Veterans
Trip 2005


Press

Seattle Times 11.4.2005

U.S. veterans recall scene at Buchenwald liberation

By TONY CZUCZKA
The Associated Press

WEIMAR, Germany — Elderly survivors of the Buchenwald concentration camp laid flowers yesterday and observed a moment of silence for victims of the Nazis, 60 years after U.S. troops liberated the camp.

Flags from some 30 nations hung in a cold drizzle to symbolize the nations from which the camp's 240,000 prisoners came between 1937 and 1945. About 56,000 died — worked to death, shot or killed in medical experiments.

German Chancellor Gerhard Schroeder and U.S. veterans came to the camp memorial outside Weimar for the commemoration, which kindled vivid memories for the survivors, most of them in their 70s and 80s

Georg Sterner, a Hungarian Jew, recalled looking out from Barracks No. 37 when the first U.S. tank crashed through the barbed-wire perimeter fence on the morning of April 11, 1945.

"We were hanging out of the windows," said Sterner, who was 17 then. "It came slowly, slowly. It stopped between the trees. It revved the engine ... made a lunge, and broke through."

Inside, shocked soldiers from the U.S. 3rd Army found 21,000 starving survivors and piles of corpses, some partially burned in the crematorium ovens as the Nazi SS and their helpers fled the camp.

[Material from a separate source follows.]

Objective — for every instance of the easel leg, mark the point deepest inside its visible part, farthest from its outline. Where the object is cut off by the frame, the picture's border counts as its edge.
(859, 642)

"It was so incredible — stacks of bodies, the smell, the total shock and confusion, people walking around by the thousands," said Jerry Hontas, who arrived the next day as a 21-year-old Army medic.

"We were so shocked we couldn't talk to each other for days," said Hontas, of Boca Raton, Fla. "We had no concept of this kind of insane cruelty."

Yesterday, some survivors came in wheelchairs. Others wore replicas of their inmate uniforms and their old prisoner numbers.

Schroeder recalled that Weimar stands for Germany's classical cultural heritage — Johann Wolfgang Goethe, the most revered German author and playwright, had his home there — and said the Nazis had turned it into "coldness and cruelty."

"I bow before you, the victims and their families," he said at Weimar National Theater, addressing Buchenwald survivors in the audience.

Unlike Auschwitz, Buchenwald was not built for mass killing, but the camp was just as much part of the Nazis' effort to wipe out anyone deemed un-German.

Yesterday's ceremony was meant as a remembrance of victims of Nazi camps in Germany, which were successively freed as Allied troops advanced before the Nazi surrender in World War II in May 1945.